Claudia Sheinbaum, Humanist

I’m kvelling!

South of the border, in Mexico, a smart, educated, liberal woman of Jewish heritage has been elected president.  From the persona she presents, Claudia Sheinbaum cares about the environment, women’s rights, promoting peace, and strengthening education. And she calls herself a “humanist.”  In her words: “We are both transformers and humanists, we love our country and we want to continue building justice so that there is more peace and security.”  

Claudia’s Jewish identity has been called into question by some.  Admittedly, she does not emphasize Jewish practice in her life.  She is honest about her identity – she connects with Jewish history and culture but not religion. 

Her grandparents on her father’s side immigrated to Mexico from Lithuania in the 1920s to escape persecution and for greater opportunity.  They were Ashkenazi Jews. Her paternal grandfather was a leftist and politically involved.   Her grandparents on her mother’s side immigrated from Bulgaria in the early 1940s to escape the Holocaust.  They were Sephardic Jews.

In Mexico, the Sephardic and Ashkenazi Jews tended not to mix.  But both Claudia’s parents were intellectuals, scientists, and political activists.  They met at university.  Her mother, Annie Pardo, earned her doctorate in biology – a woman in the sciences as quite novel at the time. 

Both Claudia’s parents were nvolved in the 1968 student protests in Mexico and politics was the regular meal-time conversation in the Pardo-Sheinbaum home.  A number of Claudia’s parents’ friends were jailed for being political activists.  On Sundays, Claudia and her parents would bring food to the jail for there friends and meet with them.  

Claudia’s parents moved from the Jewish immigrant neighborhoods of Mexico City; Claudia instead grew up in a neighborhood by the university full of professors and students.  Claudia’s parents were secular and did not celebrate Judaism at home, but the family spent every Jewish holiday at Claudia’s grandparents’ home. 

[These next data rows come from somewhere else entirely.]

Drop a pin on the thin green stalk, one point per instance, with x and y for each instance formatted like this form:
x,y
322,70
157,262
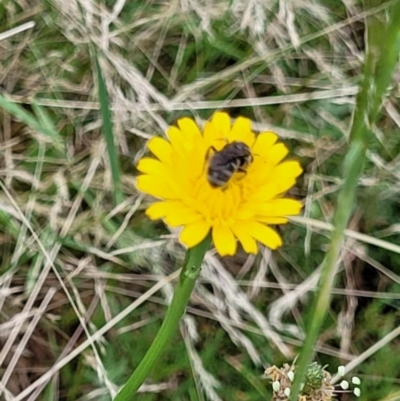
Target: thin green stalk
x,y
380,62
187,280
107,130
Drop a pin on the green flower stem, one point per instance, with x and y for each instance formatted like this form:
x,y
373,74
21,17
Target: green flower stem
x,y
382,54
187,280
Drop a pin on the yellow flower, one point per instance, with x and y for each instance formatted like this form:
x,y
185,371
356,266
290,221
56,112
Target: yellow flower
x,y
241,210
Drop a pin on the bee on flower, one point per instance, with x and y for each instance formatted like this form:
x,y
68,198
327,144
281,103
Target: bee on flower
x,y
223,179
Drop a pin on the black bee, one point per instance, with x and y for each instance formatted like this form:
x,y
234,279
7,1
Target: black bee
x,y
224,163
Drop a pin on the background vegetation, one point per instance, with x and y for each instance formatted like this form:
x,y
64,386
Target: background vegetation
x,y
85,276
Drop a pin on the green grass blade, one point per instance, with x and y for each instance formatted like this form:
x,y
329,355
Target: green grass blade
x,y
378,69
109,135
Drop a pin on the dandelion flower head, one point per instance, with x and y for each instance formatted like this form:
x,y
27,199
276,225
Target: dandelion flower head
x,y
242,210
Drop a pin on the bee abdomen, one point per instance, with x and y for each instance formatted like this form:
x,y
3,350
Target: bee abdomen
x,y
220,177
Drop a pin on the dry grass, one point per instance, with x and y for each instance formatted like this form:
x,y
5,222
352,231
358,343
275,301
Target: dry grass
x,y
82,279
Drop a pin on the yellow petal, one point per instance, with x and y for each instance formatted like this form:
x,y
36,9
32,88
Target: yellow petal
x,y
222,125
272,220
160,148
153,186
224,240
193,234
262,233
248,243
263,143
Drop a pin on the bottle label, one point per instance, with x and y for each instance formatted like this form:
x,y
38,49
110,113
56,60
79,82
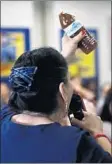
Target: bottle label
x,y
73,28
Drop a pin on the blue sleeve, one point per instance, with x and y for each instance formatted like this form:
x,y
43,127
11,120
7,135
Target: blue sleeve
x,y
6,112
90,152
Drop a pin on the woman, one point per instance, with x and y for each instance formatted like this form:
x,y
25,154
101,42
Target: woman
x,y
36,127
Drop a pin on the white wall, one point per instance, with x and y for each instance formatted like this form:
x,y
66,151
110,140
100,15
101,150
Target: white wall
x,y
44,23
93,14
22,14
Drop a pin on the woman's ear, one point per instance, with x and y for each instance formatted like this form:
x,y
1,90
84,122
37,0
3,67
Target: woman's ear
x,y
63,91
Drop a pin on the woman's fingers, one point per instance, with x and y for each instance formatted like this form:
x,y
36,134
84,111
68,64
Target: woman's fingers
x,y
75,121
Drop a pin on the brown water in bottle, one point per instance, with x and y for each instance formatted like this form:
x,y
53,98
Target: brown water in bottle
x,y
73,27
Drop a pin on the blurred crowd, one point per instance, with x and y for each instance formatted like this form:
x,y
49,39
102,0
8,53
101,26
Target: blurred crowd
x,y
101,105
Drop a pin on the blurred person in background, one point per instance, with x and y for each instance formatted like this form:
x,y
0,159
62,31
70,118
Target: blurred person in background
x,y
5,91
84,92
106,114
103,93
37,122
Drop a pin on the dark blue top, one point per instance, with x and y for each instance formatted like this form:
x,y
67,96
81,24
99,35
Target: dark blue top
x,y
47,143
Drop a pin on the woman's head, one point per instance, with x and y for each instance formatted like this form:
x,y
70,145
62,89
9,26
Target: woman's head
x,y
40,82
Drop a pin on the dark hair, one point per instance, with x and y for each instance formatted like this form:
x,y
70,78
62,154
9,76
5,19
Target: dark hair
x,y
42,97
106,113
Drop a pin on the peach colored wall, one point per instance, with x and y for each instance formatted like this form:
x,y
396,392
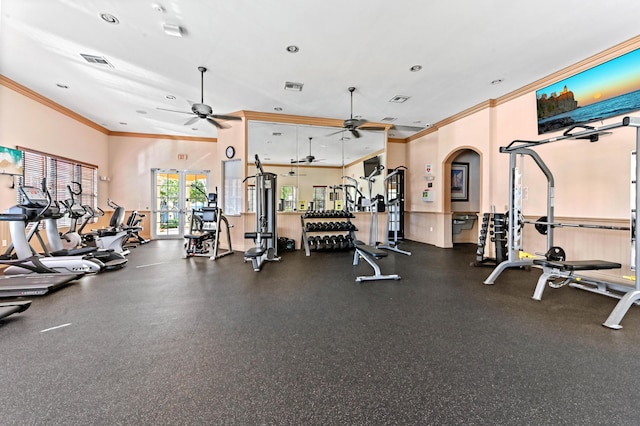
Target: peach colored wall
x,y
132,159
318,176
25,122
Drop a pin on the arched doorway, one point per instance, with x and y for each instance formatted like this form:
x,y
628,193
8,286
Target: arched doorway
x,y
462,193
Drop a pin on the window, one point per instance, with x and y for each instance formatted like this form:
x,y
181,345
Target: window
x,y
59,173
288,198
319,197
251,198
232,178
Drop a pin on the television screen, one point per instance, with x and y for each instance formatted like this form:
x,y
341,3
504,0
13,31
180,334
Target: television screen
x,y
370,165
10,161
606,90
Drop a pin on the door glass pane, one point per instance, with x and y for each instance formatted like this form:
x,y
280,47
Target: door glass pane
x,y
167,203
232,178
196,196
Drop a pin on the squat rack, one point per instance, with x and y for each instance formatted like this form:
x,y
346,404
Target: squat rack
x,y
627,294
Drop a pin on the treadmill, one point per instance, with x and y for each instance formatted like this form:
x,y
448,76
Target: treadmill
x,y
8,308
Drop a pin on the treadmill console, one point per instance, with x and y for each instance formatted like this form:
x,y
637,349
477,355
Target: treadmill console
x,y
33,197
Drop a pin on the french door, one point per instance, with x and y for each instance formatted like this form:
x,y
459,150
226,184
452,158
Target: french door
x,y
176,193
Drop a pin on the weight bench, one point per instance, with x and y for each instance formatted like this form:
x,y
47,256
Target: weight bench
x,y
553,269
370,253
260,252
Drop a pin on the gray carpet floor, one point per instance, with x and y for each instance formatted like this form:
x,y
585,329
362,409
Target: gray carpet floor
x,y
172,341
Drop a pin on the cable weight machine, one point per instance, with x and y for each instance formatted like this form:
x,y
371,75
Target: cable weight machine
x,y
266,235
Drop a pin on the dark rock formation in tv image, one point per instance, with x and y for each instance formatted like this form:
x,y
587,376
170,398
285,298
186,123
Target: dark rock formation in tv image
x,y
554,105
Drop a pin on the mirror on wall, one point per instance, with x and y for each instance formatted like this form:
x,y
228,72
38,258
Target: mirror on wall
x,y
318,163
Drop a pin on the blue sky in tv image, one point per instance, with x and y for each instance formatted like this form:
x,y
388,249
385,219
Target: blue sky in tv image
x,y
608,108
608,80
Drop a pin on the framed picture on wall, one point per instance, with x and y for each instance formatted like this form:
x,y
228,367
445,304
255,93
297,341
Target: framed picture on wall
x,y
459,181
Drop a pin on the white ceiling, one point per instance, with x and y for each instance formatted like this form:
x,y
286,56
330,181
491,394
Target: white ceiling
x,y
462,46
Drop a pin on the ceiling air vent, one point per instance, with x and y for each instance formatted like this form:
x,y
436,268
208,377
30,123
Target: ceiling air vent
x,y
98,60
290,85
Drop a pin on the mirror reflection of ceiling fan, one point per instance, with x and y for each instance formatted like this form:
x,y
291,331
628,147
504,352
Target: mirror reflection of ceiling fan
x,y
309,158
291,172
202,110
355,125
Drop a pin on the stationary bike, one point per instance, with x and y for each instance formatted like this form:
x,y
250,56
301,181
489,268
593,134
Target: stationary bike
x,y
205,229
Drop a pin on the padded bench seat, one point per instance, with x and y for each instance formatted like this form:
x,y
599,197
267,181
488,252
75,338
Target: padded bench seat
x,y
254,252
370,250
577,265
369,253
566,270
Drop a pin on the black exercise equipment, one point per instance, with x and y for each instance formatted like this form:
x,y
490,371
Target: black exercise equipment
x,y
9,308
542,225
369,253
205,228
266,235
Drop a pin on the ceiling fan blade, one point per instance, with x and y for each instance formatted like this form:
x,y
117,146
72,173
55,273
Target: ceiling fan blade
x,y
371,128
225,117
215,123
335,133
191,120
173,110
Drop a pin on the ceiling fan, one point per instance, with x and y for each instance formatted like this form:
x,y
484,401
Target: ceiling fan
x,y
203,110
309,158
291,172
354,125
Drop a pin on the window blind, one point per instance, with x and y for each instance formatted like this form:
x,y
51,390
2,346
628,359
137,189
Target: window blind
x,y
59,173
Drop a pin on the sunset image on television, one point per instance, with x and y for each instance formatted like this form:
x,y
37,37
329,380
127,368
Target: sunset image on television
x,y
607,90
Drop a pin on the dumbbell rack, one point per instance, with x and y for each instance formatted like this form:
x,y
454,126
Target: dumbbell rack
x,y
340,234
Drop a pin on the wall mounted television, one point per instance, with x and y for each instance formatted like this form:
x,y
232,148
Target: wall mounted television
x,y
606,90
10,161
370,165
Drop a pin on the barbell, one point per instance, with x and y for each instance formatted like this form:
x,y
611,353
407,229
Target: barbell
x,y
542,225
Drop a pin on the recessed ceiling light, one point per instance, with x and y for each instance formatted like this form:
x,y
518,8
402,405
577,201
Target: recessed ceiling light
x,y
172,30
399,99
295,87
107,17
96,60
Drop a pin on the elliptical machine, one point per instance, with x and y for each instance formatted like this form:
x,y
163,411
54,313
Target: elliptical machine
x,y
36,206
266,235
206,227
111,256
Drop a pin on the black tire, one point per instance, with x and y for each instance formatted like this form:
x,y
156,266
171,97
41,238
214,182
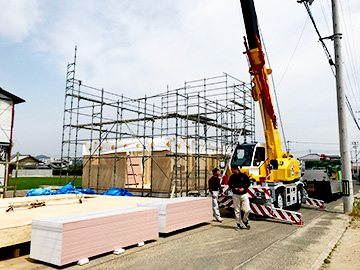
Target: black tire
x,y
279,199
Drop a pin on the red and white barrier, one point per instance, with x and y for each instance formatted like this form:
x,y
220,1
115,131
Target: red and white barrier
x,y
281,214
253,191
266,211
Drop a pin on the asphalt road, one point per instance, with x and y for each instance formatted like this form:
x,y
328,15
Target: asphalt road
x,y
269,244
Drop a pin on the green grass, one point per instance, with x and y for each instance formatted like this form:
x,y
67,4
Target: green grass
x,y
35,182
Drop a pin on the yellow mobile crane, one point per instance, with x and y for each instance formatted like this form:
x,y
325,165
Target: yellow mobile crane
x,y
275,174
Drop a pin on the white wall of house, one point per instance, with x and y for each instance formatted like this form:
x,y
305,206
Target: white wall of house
x,y
33,173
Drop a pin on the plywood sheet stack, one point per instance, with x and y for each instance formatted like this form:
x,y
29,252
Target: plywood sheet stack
x,y
179,213
65,239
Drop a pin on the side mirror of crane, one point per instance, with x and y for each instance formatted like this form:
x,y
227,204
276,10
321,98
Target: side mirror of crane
x,y
274,164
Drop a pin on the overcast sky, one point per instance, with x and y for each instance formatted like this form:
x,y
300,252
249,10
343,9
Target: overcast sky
x,y
134,47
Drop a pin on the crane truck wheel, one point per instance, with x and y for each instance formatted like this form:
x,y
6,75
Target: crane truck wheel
x,y
279,199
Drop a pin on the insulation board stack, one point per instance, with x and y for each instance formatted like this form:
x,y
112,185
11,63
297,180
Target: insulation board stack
x,y
179,213
65,239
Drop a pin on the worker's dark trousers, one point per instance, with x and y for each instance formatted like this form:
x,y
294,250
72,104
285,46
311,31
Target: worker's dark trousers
x,y
215,205
241,202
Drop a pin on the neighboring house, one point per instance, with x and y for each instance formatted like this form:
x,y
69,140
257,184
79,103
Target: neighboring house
x,y
7,110
30,166
310,157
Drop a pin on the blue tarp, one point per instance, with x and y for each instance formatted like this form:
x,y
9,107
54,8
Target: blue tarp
x,y
39,192
69,188
87,191
117,192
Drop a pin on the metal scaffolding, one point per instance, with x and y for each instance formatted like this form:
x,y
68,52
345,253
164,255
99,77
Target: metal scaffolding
x,y
216,111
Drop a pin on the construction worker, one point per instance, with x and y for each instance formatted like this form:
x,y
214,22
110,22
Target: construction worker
x,y
239,183
214,191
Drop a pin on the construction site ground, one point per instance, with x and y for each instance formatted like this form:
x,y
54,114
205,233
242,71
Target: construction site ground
x,y
269,244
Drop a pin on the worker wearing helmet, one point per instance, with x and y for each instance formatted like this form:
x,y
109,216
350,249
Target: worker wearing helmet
x,y
239,183
214,191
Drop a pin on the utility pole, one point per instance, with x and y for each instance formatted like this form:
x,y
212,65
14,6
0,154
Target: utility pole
x,y
348,196
355,145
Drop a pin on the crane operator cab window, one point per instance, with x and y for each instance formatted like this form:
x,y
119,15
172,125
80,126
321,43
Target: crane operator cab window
x,y
243,155
247,155
259,156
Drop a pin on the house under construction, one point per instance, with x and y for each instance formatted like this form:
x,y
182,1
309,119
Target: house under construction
x,y
160,145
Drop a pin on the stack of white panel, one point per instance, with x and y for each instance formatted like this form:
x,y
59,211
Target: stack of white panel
x,y
64,239
179,213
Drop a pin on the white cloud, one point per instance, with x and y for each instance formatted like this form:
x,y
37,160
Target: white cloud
x,y
17,19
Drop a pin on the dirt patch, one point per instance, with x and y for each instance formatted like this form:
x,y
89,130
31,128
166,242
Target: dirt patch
x,y
346,253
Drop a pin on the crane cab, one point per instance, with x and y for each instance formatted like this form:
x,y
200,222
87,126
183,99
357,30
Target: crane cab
x,y
250,158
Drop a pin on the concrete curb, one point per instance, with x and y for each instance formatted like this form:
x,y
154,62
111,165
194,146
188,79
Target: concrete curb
x,y
326,252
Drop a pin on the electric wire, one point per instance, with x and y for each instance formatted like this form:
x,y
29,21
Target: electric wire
x,y
331,62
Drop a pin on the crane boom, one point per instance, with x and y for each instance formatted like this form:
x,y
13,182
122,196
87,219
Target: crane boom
x,y
287,168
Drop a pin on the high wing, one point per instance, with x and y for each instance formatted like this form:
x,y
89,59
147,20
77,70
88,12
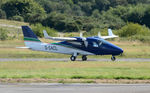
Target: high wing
x,y
58,38
110,35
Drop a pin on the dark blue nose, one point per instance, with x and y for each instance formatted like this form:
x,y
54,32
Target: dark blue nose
x,y
117,50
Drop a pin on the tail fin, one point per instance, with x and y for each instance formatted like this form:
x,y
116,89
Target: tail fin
x,y
110,33
29,35
99,34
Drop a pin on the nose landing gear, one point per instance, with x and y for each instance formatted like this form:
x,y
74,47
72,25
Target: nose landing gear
x,y
113,58
73,58
84,58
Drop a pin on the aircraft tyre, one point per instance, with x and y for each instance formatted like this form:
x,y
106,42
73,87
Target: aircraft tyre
x,y
72,58
84,58
113,58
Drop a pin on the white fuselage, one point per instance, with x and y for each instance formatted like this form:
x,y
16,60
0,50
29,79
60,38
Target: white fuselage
x,y
39,46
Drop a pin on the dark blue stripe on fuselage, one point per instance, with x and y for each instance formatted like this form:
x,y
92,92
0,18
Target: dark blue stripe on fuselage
x,y
105,48
27,32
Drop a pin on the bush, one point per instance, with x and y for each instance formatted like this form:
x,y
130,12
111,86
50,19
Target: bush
x,y
38,30
3,34
2,14
17,18
132,29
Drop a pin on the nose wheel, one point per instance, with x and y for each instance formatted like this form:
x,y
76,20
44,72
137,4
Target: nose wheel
x,y
113,58
72,58
84,58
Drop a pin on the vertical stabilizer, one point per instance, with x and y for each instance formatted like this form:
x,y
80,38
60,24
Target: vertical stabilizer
x,y
30,39
29,35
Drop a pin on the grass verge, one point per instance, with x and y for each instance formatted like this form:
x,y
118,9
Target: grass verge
x,y
75,70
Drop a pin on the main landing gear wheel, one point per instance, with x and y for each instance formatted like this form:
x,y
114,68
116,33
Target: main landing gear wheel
x,y
84,58
113,58
72,58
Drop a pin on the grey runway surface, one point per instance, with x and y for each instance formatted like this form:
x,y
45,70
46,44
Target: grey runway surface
x,y
67,59
74,88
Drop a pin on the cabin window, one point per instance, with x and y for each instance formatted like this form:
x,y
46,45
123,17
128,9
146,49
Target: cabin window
x,y
95,44
99,42
76,43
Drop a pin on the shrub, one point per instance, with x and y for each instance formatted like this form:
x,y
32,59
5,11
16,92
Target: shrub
x,y
38,30
17,18
2,14
132,29
3,34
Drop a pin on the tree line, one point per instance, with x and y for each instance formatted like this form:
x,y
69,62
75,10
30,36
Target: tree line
x,y
77,15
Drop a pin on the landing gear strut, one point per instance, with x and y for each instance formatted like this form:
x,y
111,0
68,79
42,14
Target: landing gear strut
x,y
73,58
84,58
113,58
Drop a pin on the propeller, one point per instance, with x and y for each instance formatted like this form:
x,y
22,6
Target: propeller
x,y
99,34
84,39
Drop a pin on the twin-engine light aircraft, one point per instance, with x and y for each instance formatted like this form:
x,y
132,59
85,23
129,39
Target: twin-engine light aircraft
x,y
73,45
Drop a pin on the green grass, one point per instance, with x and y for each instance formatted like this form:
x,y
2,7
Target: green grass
x,y
75,70
131,50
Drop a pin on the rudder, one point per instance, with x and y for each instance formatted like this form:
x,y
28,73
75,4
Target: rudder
x,y
29,34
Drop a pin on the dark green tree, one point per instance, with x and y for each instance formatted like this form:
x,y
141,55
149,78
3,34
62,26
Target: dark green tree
x,y
28,9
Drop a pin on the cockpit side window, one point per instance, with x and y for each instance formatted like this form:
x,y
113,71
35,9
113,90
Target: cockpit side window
x,y
76,43
95,44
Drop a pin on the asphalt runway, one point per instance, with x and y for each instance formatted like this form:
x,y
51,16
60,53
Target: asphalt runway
x,y
68,59
74,88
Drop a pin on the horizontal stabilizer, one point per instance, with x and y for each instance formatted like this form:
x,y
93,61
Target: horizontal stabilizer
x,y
57,38
110,35
23,47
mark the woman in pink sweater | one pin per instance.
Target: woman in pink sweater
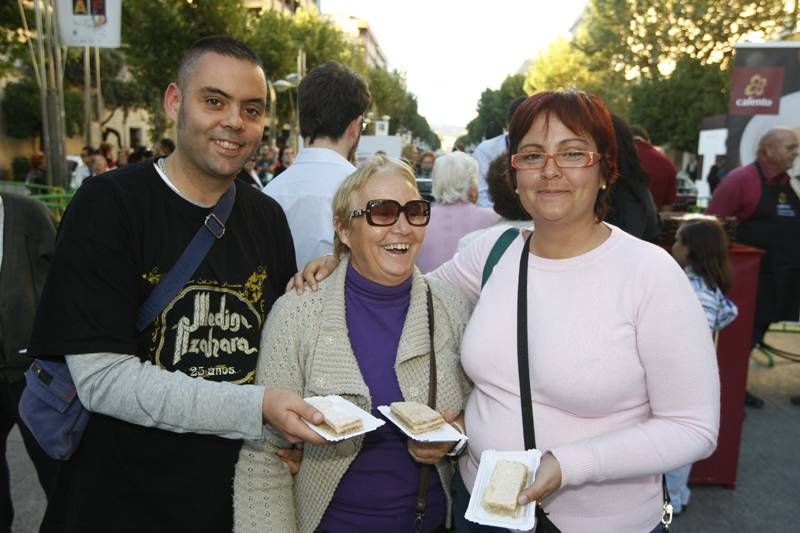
(623, 372)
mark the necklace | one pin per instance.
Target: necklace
(162, 164)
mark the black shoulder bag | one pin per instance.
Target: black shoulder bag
(425, 470)
(543, 522)
(50, 406)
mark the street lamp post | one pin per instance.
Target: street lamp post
(287, 85)
(273, 119)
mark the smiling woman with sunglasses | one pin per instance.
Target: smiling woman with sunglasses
(366, 336)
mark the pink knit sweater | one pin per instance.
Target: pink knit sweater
(624, 375)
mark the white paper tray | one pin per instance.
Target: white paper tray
(526, 521)
(369, 422)
(444, 433)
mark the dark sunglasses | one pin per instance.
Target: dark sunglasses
(386, 212)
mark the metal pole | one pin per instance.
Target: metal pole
(57, 95)
(43, 86)
(273, 120)
(87, 96)
(100, 105)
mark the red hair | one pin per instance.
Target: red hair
(581, 112)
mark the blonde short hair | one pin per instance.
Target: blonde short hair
(344, 201)
(453, 175)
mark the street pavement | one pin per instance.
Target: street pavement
(766, 498)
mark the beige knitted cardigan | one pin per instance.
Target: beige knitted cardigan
(305, 347)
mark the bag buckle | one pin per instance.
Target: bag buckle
(419, 520)
(666, 517)
(214, 225)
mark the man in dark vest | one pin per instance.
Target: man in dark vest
(170, 404)
(27, 236)
(767, 209)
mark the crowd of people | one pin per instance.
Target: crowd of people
(534, 266)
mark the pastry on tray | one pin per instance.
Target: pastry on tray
(508, 479)
(416, 417)
(338, 420)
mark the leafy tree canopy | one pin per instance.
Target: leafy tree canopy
(493, 106)
(671, 109)
(643, 37)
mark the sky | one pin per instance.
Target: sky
(452, 50)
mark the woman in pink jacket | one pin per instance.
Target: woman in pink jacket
(622, 369)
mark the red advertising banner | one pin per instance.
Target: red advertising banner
(756, 91)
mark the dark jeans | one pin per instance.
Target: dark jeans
(461, 501)
(46, 467)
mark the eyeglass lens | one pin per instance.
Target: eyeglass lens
(386, 212)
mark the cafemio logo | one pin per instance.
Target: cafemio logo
(756, 91)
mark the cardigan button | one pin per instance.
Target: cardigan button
(345, 448)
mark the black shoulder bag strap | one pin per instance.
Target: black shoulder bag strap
(213, 228)
(425, 470)
(543, 523)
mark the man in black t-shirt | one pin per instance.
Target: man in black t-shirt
(170, 404)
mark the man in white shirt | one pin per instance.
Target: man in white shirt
(332, 101)
(488, 151)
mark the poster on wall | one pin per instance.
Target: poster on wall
(765, 93)
(89, 22)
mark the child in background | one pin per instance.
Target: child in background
(701, 248)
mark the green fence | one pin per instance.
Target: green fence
(55, 198)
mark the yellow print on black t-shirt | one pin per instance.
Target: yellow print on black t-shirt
(211, 330)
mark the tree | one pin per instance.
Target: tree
(157, 32)
(644, 38)
(12, 37)
(671, 109)
(23, 113)
(493, 106)
(564, 66)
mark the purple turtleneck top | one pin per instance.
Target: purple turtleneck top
(379, 490)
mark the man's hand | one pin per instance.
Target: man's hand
(316, 270)
(547, 481)
(283, 408)
(430, 453)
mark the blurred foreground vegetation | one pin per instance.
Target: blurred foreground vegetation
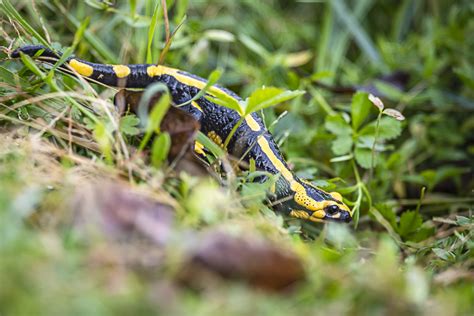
(71, 178)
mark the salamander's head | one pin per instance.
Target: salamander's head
(311, 203)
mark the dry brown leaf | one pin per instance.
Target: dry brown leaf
(119, 210)
(253, 260)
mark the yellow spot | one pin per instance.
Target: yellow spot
(199, 148)
(252, 123)
(154, 71)
(81, 68)
(317, 216)
(336, 195)
(215, 138)
(121, 71)
(273, 188)
(299, 214)
(194, 104)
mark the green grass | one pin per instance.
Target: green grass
(410, 250)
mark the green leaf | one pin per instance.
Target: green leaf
(103, 139)
(210, 145)
(388, 213)
(160, 148)
(364, 157)
(254, 46)
(410, 222)
(360, 108)
(337, 125)
(444, 254)
(269, 96)
(342, 145)
(128, 125)
(389, 128)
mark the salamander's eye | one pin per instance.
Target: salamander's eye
(332, 209)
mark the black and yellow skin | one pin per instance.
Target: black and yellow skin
(292, 196)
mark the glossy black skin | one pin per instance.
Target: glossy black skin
(213, 118)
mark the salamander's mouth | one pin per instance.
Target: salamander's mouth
(325, 215)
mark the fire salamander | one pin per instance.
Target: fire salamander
(293, 196)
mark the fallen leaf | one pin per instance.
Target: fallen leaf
(119, 210)
(254, 260)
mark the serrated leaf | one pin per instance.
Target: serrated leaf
(389, 128)
(337, 125)
(410, 222)
(128, 125)
(444, 254)
(342, 145)
(395, 114)
(364, 158)
(376, 101)
(269, 96)
(360, 108)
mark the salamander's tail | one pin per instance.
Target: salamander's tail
(126, 76)
(32, 50)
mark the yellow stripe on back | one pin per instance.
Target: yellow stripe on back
(252, 123)
(154, 71)
(277, 163)
(121, 71)
(81, 68)
(197, 106)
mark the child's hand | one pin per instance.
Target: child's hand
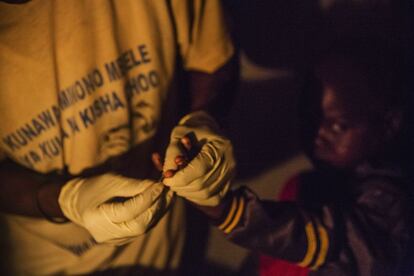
(206, 178)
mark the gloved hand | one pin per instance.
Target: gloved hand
(206, 178)
(94, 204)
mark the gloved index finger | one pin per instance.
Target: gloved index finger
(197, 168)
(132, 207)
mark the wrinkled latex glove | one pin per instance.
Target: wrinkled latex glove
(206, 178)
(114, 209)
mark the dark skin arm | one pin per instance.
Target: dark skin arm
(19, 187)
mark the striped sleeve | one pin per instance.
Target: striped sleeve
(317, 245)
(278, 229)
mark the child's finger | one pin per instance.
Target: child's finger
(180, 161)
(156, 160)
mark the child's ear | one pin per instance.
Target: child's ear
(392, 123)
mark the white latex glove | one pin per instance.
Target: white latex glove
(206, 178)
(92, 203)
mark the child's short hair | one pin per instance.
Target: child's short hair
(377, 66)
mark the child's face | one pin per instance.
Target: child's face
(345, 136)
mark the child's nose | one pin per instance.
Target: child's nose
(323, 137)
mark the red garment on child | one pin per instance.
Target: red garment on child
(269, 266)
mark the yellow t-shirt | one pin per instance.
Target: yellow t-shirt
(81, 81)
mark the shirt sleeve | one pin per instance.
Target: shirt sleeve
(361, 238)
(203, 37)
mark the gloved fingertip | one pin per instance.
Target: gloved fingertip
(168, 173)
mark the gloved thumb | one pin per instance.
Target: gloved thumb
(132, 207)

Many commentators have said that Claudia wasn’t raised Jewishly because the family was not ritually observant or involved in synagogue life.  But Claudia’s parents and she were inspired by the history and commitment to social justice that runs through Jewish history and the Jewish community.  Like many members of Beth Chai, Claudia represents the intellectualism, community-mindedness, political activism of the modern Jewish community.  So, let’s kvell.